Liebe Heimat

                                                                                       (gewidmet den Blattnern)

Siehst Du des Gletschers steinernes Grau,
das sich am Himmel türmt in Mauerform?
Wie’s bröckelt auf den Birchgletscher blau,
oberhalb des stillen Dorfs das kleine Nesthorn.

Die Steine gumpen hinab, ein dunkler Schatten
schiebt sich lautlos-grollend über Blatten.
Kalt und klar sich spiegelt das Horn im Gletschereis
– ich halt Dich nicht, hier mein Beweis –

Kaum eine Stunde Zeit, bis der Rauswurf kam,
unfähig zu denken und doch musst du tun,
es darf nicht wahr sein, ein blanker Irrtum,
sprachlos überfahren; – Los hol’ deinen Kram! –

Und auf einen Schlag rutscht alles bergab, schnell
zerspringt das Eis und die Felsen überschlagen,
die Liebe Heimat wird lebendig begraben,
zurück bleibt nur Schutt und Gedankengeröll.
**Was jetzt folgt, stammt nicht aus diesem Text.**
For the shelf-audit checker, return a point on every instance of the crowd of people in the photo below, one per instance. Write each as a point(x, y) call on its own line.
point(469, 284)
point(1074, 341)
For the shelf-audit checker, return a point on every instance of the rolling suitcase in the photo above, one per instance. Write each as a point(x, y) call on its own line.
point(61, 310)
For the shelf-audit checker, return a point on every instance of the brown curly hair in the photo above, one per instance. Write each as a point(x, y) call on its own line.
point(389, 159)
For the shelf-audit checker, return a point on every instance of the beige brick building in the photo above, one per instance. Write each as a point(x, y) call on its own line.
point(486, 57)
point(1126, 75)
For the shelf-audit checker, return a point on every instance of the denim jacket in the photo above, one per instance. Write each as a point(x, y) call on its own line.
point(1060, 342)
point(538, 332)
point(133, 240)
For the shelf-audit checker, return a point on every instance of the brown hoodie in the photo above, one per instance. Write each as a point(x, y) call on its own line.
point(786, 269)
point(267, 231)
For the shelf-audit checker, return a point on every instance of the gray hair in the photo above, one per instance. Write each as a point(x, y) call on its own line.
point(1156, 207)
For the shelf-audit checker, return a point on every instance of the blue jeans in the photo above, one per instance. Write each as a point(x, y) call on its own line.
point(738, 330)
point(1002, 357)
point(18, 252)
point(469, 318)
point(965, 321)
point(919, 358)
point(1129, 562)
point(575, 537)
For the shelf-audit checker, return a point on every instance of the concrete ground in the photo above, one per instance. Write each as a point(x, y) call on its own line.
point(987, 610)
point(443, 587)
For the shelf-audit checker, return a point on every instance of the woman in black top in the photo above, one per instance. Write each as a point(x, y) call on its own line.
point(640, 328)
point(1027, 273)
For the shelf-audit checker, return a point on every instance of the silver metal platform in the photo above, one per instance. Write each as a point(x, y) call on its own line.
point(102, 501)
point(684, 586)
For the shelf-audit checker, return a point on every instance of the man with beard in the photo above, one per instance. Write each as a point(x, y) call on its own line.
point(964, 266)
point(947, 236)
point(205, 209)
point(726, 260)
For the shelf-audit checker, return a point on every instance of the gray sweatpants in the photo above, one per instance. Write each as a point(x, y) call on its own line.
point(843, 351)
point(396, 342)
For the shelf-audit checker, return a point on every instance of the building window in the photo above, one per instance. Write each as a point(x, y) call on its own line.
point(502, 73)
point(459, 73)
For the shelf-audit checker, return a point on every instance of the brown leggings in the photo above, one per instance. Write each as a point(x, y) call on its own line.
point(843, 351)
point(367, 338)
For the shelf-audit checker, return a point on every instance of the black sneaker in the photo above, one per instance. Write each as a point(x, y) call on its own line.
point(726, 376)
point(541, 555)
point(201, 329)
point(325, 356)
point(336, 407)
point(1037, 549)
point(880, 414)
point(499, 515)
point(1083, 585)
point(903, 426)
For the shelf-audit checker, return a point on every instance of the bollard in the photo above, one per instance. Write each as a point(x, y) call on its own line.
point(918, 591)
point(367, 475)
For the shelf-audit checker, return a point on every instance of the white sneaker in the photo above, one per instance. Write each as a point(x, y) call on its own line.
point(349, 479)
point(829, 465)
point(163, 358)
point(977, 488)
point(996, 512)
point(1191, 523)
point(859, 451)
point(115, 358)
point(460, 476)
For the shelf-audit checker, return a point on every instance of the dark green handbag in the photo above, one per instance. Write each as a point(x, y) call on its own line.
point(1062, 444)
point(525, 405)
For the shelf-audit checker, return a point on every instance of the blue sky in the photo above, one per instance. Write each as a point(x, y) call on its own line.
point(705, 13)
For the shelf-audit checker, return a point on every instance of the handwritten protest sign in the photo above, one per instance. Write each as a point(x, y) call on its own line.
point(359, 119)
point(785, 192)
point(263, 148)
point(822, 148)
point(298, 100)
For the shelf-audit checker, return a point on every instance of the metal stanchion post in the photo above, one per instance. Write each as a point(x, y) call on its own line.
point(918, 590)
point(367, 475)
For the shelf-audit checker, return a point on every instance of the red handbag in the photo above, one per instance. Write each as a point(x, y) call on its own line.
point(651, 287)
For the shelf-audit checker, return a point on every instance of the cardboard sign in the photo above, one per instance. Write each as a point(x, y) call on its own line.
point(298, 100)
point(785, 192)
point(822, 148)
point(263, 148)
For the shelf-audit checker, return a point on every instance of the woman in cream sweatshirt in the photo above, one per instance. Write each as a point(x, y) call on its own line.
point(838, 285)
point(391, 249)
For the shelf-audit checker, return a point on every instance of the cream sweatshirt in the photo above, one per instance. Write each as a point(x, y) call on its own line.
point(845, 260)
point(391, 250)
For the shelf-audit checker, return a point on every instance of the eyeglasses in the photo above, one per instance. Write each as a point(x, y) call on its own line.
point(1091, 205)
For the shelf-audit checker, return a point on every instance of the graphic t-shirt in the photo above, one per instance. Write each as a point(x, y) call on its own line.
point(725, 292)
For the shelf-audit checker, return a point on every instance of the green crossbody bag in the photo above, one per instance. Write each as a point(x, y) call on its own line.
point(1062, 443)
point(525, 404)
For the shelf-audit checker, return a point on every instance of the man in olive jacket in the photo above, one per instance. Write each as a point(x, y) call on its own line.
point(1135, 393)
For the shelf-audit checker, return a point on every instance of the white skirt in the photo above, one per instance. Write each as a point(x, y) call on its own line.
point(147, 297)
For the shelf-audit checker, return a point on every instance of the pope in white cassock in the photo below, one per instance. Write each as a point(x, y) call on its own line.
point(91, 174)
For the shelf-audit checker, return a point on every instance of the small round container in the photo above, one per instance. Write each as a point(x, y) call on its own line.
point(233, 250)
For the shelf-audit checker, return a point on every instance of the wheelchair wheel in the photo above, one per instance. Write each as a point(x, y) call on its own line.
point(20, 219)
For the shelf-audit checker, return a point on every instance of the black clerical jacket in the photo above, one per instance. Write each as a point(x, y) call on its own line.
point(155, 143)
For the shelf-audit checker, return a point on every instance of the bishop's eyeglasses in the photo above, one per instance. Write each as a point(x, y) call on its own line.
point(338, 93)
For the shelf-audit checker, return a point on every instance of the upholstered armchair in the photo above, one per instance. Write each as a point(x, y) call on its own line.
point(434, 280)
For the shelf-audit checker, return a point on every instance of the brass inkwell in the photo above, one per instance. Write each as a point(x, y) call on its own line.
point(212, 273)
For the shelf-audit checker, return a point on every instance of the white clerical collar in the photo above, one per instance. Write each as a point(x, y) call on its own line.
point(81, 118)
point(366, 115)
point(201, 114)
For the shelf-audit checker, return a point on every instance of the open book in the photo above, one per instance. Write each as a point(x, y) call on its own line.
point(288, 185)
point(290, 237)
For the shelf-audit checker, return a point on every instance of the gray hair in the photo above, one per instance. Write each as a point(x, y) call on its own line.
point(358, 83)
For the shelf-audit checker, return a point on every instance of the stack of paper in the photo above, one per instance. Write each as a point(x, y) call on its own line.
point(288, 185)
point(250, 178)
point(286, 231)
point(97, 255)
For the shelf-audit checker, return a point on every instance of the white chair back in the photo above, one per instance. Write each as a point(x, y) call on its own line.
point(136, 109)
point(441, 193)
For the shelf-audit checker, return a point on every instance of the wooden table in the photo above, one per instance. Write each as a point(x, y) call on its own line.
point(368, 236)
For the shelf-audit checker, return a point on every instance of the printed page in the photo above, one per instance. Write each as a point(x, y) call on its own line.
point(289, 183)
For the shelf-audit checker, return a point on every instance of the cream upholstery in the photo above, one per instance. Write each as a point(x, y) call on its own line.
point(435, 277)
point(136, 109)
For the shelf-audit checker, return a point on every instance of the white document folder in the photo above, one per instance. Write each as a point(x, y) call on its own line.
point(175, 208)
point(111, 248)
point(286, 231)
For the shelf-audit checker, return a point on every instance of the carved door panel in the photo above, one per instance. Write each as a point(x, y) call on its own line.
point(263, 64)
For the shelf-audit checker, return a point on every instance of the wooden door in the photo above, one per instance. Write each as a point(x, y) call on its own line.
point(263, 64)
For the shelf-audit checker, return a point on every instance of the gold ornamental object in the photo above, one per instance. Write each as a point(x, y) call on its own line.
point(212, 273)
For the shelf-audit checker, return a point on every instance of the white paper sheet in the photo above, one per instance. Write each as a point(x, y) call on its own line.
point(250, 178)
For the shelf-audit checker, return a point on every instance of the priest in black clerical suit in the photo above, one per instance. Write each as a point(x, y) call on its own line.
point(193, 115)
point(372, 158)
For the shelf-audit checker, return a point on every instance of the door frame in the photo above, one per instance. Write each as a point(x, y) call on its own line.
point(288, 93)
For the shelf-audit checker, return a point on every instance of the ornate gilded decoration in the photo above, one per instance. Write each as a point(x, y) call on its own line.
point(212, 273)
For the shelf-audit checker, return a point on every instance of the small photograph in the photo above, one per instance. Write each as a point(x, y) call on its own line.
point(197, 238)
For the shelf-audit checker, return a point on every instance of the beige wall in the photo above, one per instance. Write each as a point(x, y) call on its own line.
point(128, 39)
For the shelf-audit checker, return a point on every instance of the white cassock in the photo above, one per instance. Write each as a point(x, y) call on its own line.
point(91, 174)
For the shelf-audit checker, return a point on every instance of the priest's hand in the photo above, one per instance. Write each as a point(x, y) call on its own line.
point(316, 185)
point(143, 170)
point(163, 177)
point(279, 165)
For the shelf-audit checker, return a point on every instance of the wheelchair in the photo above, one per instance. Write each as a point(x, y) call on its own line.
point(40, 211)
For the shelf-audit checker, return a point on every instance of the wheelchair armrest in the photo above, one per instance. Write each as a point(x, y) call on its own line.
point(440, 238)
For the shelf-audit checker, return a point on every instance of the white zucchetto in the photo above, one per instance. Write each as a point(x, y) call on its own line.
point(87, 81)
Noch immer, wenn ich kurz innehalte,
wie zwischen Tür und Angel oder morgens
beim Wachen, finde ich mein Herz bei Dir,
bei Dir Heimat, bei Dir Liebe Heimat!

Dieser Abschied, wie hat’s in mir gebebt;
ein graues, grausam, grässlich Ding,
das überm Dorf und Gletscher hing,
das Liebste mir zeigt und hinstreckt und begräbt.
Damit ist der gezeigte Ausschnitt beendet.